0271-626499 redaksi[at]timlo.net
Timlo.net

Guru Inspiratif

Berangkat Kerja Jalan Kaki Puluhan Kilometer

dok.merdeka.com
Nana Herdiana (dok.merdeka.com)

Timlo.net – Nana Herdiana, seorang guru SD di Kabupaten Purwakarta ini tergolong unik. Nana memilih berjalan kaki sejauh 20 kilometer pulang-pergi dari rumahnya ke sekolah tempat mengajar.

“Ternyata banyak manfaatnya jalan kaki setiap hari. Pulang pergi saya harus menempuh jarak 20 kilometer berjalan kaki melintasi gunung dan bukit,” kata Nana, Selasa (26/5).

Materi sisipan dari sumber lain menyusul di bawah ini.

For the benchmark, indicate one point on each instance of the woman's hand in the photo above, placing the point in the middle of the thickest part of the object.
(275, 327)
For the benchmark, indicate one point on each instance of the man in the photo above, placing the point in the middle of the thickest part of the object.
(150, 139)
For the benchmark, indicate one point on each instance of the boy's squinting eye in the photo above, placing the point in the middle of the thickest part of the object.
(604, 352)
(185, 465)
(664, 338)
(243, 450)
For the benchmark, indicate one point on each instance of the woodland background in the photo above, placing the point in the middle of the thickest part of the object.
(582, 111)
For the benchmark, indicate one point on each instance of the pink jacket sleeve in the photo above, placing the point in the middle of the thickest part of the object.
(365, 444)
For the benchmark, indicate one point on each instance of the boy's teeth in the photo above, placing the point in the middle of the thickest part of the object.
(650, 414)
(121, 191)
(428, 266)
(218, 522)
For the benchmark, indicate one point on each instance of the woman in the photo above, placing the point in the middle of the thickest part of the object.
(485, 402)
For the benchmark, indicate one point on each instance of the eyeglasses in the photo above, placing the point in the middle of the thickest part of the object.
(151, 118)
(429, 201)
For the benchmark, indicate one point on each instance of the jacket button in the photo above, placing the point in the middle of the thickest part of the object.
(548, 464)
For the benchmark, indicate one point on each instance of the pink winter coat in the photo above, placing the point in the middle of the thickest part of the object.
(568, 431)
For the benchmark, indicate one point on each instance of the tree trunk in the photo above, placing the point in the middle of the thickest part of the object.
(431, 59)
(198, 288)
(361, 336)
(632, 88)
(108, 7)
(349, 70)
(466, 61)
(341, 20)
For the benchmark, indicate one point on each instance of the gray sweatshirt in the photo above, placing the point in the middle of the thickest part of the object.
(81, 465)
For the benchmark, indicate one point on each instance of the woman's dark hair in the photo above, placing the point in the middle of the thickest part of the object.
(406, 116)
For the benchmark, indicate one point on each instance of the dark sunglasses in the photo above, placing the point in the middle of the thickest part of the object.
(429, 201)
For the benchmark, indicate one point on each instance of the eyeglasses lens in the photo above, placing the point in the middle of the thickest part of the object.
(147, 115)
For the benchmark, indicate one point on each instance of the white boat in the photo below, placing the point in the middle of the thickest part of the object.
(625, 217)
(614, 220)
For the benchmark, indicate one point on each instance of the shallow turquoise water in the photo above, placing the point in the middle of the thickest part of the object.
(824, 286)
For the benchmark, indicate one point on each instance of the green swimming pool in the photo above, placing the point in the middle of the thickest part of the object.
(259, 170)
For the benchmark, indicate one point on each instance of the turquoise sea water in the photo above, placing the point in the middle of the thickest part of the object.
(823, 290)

Nana yang merupakan warga Kampung Pasirsereuh, Desa Tajursindang, Kecamatan Sukatani, Purwakarta hampir setiap hari berjalan sejauh sekitar 20 kilometer ke tempatnya mengajar di SD Negeri Tajursindang. Nana mengaku tidak hanya berjalan kaki, tetapi juga harus mengayuh perahu sendiri untuk menyeberangi Waduk Jatiluhur agar sampai ke sekolah tempat mengajar.

Jalan kaki puluhan kilometer setiap hari itu bukan karena bapak tiga anak ini berpenghasilan kecil atau tidak punya kendaraan. Tetapi itu diakuinya menjadi pilihan. Alasannya, ia ingin hidup sehat, bisa menabung dan bisa lebih dekat dengan alam.

Nana menjadi guru honor sejak tahun 1989. Sejak saat itu hingga kini dirinya selalu berjalan kaki dari rumahnya ke sekolah.

Dengan memilih berjalan kaki setiap hari, Nana yang kini sudah menjadi pegawai negeri sipil mengaku tidak pernah terlilit utang di bank.

Surat Keputusan pengangkatannya juga tidak pernah dijadikan jaminan ke Bank Jabar Banten. Padahal, dia harus membiayai keluarga serta enam adiknya yang sekolah dan kuliah.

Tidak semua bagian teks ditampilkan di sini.